3. Of the internet sources I have found, not one says that the melody was composed for weekly Shabbat use.
4. According to this blog, the melody was composed for the kaddish titkabel at the end of neilah but its use has now spread to all kaddishim titkabel during the yamim noraim.


  

8 comments:

The Gonging Gabbai said...

Would like to hear the Gilded Gabbai's view on where "Puff the Magic Chazzan" fits into the philosophies/approaches regarding how to run a shul as laid out in "Applying a new approach & the Youth Minyan" (http://nusachfreak.blogspot.com/2011/03/applying-new-approach-youth-minyan.html)

Anonymous said...

I just want to point out that the blog you link to quite often refers to "The Chazzan and his husband" (eg http://chazzan.blogspot.com/2009/12/this-week-at-chazzans-shabbes-and.html )

While this doesn't mean that his knowledge of chazzanut is wrong, I do not know if we should take everything he says as gospel (lehavdil).

Gilded Gabbai said...

I merely reported what Puff said, not what's true. In his mind, he's using a tune that's perfectly appropriate for Parshat Balak.
Gonging Gabbai - we're definitely selective participation, but exceptions are frequently made for things like yahrzeits. The Big Gong didn't comment on the Friday night chazan for Balak (early minyan), whom I call "Broken Luchot" because you can tell that he once knew how to daven, before he went tone deaf. Painful. He had yahrzeit that week, so what are you gonna do?

So where does Puff fit in? Even within the selective participation approach, there are different tiers. Let's say there are 5 qualities that go into being a good ba'al tefilla (vocal quality, nusach, tune selection, pace). Each of these elements can be graded along a separate scale (should I be the Sabermetric Gabbai?). Ideally, you want a 4-tool chazan, someone with solid scores on 4 out of 4, and those guys should be your regular stable. The guys with 0 or 1 out of 4 should never get up there. The question is about the 2s and 3s; 3s are usually wild card - a guy can be a great ba'al tefilla, just shleppy; or he might pick tunes that nobody's heard for 60 years. Occasionally you have the great singer who simply doesn't know nusach (or worse, can barely read Hebrew). A good gabbai should have a sense of when to run those guys out there.
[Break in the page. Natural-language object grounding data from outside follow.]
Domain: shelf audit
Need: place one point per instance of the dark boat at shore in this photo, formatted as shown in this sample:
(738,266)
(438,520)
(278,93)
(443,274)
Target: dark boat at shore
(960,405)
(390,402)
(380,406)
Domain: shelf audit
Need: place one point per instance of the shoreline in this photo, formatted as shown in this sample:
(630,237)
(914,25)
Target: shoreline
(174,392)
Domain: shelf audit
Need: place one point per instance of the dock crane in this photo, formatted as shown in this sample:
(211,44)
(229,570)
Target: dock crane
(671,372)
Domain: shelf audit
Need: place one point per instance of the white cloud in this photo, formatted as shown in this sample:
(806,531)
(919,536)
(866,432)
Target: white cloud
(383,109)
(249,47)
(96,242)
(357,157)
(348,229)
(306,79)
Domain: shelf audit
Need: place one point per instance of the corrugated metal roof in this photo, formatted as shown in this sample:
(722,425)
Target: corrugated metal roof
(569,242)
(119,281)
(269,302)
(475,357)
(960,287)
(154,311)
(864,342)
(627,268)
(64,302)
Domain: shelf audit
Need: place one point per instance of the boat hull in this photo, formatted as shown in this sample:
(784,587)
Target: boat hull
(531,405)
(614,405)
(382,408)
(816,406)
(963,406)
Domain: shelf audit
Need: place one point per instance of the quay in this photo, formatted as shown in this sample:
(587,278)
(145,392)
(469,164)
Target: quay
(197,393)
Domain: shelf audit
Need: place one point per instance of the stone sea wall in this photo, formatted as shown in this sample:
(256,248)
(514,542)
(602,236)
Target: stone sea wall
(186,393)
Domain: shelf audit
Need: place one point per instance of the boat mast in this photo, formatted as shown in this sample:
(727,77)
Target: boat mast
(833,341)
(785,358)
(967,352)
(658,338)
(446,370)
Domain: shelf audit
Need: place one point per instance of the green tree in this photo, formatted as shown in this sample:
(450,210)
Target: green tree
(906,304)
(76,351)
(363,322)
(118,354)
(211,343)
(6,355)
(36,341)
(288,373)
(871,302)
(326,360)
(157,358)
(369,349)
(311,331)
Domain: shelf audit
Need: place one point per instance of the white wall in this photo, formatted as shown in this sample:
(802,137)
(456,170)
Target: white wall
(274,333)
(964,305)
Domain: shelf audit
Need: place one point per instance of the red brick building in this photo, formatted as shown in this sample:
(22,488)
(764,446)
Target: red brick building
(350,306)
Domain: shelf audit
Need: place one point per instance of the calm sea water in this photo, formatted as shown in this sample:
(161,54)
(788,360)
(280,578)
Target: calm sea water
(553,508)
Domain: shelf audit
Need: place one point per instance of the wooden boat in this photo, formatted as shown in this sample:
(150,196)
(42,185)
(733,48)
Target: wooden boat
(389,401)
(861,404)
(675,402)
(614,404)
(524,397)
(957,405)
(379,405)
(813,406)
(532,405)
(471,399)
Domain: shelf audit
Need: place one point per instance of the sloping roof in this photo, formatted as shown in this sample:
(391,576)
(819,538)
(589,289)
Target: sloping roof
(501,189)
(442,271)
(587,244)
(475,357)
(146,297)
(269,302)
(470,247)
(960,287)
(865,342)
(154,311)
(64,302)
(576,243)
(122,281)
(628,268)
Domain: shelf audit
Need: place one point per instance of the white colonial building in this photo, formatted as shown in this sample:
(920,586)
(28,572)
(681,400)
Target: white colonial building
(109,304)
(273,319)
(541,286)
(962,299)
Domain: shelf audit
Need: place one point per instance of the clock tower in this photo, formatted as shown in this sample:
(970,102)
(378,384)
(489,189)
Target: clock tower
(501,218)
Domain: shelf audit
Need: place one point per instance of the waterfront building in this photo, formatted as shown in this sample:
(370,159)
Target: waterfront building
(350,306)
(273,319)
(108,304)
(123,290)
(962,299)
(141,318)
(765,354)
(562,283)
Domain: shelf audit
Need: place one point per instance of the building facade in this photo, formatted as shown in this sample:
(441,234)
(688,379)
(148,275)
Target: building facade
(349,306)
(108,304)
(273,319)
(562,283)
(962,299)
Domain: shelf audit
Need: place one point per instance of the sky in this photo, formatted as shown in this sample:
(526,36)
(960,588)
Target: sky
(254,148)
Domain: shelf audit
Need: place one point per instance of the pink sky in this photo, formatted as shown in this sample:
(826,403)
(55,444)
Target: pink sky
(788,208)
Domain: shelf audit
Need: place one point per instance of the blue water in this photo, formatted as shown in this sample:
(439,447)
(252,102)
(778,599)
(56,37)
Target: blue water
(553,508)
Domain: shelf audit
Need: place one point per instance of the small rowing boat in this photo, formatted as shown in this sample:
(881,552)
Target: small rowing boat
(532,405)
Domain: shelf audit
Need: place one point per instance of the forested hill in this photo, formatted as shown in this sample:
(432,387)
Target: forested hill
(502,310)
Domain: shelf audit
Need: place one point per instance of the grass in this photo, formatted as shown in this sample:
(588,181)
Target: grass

A guy with good nusach who moves quick but can't sing is the guy you send up there for atah yatzarta - he won't stumble over the words, the crowd got its fill of singing earlier, with hallel.
It's a lot like being the coach of a sports team, in a way.
The cardinal rule is, as Clint Eastwood said, "a man has got to know his limitations" - and if he doesn't, the gabbai has to know them for him.

Gilded Gabbai said...

That should be *4* qualities, not *5*.

the NF said...

In response to Anonymous -
the NusachFreak blog is an equal opportunity website where we we feel free to gong everything and anything regardless of faith (or lack thereof), race, colour, sex or sexual orientation.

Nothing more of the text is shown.